Перед большой дырой на носу парохода выстроилась вереница машин, они въезжают туда одна за другой, долго прождав своей очереди. А кругом мужчины и женщины, по виду иностранцы, разговаривают по-английски, очень громко, гнусавыми голосами. Они ищут голубую машину, но ее нет и в помине. Несмотря на жару, у многих женщин, даже молодых, на плечи накинуты меховые горжетки, и ходят они поэтому чуть откинув головы назад, словно боятся, как бы зверек не сбежал от них. А может, им просто трудно шагать на высоких каблуках, потому что пристань вся в ямах.
– Тут полно американцев, – объясняет Джейн. – У кого еще может быть столько денег?
– А куда он плывет?
– Не знаю. У них это называется «Сагенейский круиз». А пароходы каждый раз разные. Но зачем они берут с собой машины, никак не пойму.

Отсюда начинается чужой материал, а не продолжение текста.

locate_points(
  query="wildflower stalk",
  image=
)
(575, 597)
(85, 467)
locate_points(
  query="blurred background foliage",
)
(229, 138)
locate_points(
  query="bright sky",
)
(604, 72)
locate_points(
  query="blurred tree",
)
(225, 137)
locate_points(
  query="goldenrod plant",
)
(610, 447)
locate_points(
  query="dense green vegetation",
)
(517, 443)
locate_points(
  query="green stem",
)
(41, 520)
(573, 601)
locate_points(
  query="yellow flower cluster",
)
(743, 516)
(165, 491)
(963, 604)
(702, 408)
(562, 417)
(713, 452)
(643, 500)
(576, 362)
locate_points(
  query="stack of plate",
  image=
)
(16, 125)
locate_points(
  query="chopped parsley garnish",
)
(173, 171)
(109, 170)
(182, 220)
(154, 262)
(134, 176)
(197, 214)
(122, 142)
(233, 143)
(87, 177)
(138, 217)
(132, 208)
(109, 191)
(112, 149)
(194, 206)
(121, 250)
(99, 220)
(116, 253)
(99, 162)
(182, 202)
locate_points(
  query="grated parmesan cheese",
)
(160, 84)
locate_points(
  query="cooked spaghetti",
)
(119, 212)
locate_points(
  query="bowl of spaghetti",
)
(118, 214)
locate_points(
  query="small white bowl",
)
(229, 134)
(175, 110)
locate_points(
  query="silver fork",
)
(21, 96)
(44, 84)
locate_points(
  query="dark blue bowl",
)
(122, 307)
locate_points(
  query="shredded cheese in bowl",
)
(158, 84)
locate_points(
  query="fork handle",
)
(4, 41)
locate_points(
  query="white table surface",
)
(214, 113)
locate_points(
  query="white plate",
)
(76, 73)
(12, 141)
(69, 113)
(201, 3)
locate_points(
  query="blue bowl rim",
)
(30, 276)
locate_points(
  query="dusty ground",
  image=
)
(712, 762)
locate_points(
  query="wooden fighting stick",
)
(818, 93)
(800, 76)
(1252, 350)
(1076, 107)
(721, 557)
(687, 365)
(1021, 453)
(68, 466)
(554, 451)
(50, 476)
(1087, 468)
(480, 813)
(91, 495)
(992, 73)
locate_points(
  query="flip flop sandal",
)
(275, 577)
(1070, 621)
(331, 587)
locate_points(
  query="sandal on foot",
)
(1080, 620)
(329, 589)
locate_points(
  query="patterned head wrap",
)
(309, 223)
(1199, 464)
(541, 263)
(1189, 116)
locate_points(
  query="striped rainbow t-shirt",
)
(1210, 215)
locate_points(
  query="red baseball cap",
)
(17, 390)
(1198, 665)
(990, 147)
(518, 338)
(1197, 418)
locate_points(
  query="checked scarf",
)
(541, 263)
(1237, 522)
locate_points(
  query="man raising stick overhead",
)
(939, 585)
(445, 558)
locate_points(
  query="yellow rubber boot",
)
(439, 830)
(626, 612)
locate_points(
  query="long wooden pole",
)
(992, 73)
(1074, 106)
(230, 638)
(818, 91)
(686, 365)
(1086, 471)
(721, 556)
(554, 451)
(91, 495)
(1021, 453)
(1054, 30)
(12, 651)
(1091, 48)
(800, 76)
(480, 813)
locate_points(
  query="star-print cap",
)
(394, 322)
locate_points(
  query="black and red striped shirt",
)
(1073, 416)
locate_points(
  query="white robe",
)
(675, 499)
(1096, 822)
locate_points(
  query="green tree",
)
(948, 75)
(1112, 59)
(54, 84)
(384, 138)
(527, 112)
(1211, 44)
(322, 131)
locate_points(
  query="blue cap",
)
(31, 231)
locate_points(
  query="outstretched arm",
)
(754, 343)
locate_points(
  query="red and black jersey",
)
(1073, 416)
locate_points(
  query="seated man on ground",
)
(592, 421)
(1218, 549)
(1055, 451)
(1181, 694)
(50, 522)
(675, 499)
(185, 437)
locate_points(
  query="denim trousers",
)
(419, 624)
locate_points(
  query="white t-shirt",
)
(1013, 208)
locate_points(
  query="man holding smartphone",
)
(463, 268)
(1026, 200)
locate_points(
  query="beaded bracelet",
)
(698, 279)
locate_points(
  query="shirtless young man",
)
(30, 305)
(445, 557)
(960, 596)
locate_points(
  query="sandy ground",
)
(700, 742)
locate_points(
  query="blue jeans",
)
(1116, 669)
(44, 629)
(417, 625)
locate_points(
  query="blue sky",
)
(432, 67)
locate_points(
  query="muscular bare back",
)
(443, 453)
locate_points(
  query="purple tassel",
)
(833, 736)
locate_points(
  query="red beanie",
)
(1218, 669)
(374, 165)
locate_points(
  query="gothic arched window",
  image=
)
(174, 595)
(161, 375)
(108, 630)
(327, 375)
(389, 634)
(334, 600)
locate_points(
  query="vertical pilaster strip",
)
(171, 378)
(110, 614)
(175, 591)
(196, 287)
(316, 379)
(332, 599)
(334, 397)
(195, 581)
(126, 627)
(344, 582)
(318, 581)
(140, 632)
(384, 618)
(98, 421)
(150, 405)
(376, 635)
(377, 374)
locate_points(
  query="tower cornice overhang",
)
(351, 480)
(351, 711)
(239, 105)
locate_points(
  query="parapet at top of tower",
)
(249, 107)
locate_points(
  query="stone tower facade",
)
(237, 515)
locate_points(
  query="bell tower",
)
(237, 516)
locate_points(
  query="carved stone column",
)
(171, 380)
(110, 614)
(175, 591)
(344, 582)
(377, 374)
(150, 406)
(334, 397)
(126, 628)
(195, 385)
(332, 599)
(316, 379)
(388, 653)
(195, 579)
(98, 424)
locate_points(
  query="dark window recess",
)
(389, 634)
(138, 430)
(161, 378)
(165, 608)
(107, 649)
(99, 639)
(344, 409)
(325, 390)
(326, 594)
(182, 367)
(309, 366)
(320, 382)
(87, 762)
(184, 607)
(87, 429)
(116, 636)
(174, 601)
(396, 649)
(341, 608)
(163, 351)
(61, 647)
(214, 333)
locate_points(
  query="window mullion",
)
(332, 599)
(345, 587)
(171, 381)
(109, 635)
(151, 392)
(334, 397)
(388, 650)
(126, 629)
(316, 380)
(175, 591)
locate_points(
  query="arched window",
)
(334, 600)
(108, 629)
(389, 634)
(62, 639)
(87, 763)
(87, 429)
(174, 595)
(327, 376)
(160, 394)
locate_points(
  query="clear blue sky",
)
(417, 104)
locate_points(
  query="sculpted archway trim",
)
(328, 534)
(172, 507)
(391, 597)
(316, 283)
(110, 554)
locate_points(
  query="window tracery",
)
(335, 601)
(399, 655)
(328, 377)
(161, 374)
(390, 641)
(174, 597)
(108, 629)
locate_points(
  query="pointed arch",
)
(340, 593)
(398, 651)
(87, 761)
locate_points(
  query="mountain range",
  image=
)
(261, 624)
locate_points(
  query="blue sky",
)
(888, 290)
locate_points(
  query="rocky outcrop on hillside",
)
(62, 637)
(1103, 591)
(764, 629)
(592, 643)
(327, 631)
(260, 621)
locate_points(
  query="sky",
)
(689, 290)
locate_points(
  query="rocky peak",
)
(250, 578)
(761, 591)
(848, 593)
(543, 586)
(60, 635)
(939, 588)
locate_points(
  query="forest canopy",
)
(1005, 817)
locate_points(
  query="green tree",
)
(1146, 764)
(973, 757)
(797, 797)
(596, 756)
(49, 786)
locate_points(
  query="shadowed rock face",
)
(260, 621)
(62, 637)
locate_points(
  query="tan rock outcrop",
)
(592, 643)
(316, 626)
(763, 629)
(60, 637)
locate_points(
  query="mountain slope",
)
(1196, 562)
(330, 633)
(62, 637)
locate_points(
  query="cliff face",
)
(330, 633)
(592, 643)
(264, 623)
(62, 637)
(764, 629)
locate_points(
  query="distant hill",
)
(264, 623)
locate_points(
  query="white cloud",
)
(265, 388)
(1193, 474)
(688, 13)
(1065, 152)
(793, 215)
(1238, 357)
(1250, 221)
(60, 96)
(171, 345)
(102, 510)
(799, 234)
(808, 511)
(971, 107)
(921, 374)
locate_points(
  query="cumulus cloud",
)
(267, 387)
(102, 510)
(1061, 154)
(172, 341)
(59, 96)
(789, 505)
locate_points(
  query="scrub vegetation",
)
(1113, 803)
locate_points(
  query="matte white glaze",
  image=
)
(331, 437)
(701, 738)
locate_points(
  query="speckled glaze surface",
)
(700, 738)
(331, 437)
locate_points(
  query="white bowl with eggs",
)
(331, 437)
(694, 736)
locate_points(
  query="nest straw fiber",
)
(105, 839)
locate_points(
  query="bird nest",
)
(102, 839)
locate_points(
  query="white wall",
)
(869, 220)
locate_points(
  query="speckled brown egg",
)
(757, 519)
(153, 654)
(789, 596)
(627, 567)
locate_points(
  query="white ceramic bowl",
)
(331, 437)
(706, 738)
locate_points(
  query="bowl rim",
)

– Чтобы они не плакали. Машина, которая никуда не едет, очень несчастная.
– Но ведь машина Папапуфа не плачет.
– Балда, я же просто так болтаю.
– Сам дурак, я тоже просто так болтаю.
– Она не плачет, потому что больна и они за ней так хорошо ухаживают.
– И потом, ей не бывает скучно, ведь вокруг нее всегда люди.
– А вдруг он не придет?
– Мы же с тобой пришли пароход смотреть. А его, может, вообще на свете нет.
– Значит, мы с тобой его выдумали?
– Ага, и повесили посушиться, потому что он был очень мокрый.
– А может, он приплывет? Он сказал, что ему надо кое-кого захватить. Наверное, с подводной лодки.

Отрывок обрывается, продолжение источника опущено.